For over 25-plus years in the industry, Candace has held virtually every
visual role: newspaper staff photojournalist, photo editor, new media trainer, multimedia producer, cinematography freelancer, long-form documentary director. Candace covered small-town Florida politics and global crises. She has filed breaking news from disaster scenes and spent years following a single character for a film.

Candace began her career as a Miami Herald staff photojournalist, where she was a key member of news teams that won Pulitzer Prizes in 1993 for coverage of Hurricane Andrew and in 1998 for coverage of the devastating floods in Grand Forks, North Dakota. In 2000, Candace’s most deeply personal photographic project, a look at the poverty and violence ravaging Miami’s Liberty City, was a finalist for the Pulitzer Prize in Feature Photography.

As the Herald evolved into a digital newsroom, Candace embraced emerging technologies and the convergence of media. As one of four founding members of the Herald’s Visual Journalism Department, she helped pioneer the creation of new storytelling models for the newspaper’s online audience.

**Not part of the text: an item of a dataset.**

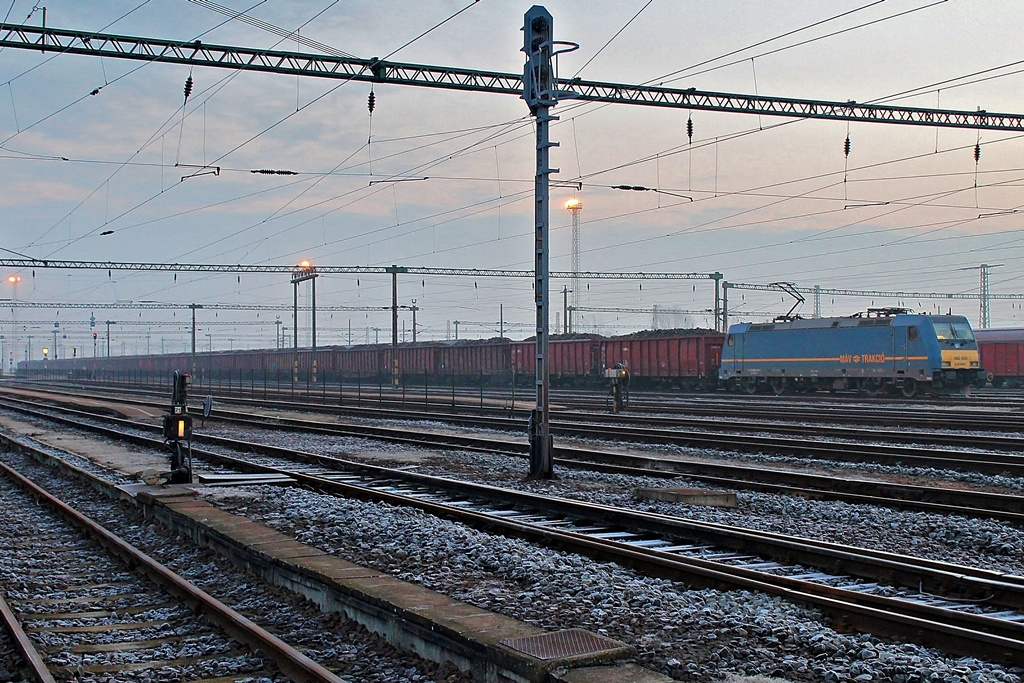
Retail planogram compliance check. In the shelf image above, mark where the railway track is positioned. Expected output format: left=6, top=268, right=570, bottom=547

Later, she took on the role of lead trainer for reporters, editors and photographers who were transitioning from traditional print methods to digital storytelling.

Driven by a desire to diversify her skill set and expand into more thoughtful, less deadline-driven storytelling, Candace left the Herald in 2009 to focus on long-form documentary filmmaking. After graduating with top honors from the School of Visual Arts MFA Social Documentary Film program, Candace began working with accomplished producers in New York. In addition to working for others, she filmed and produced her first feature-length documentary, “Detroit Dog City,” which premiered at the 2015 FREEP Film Festival in Detroit and screened at other festivals within the U.S.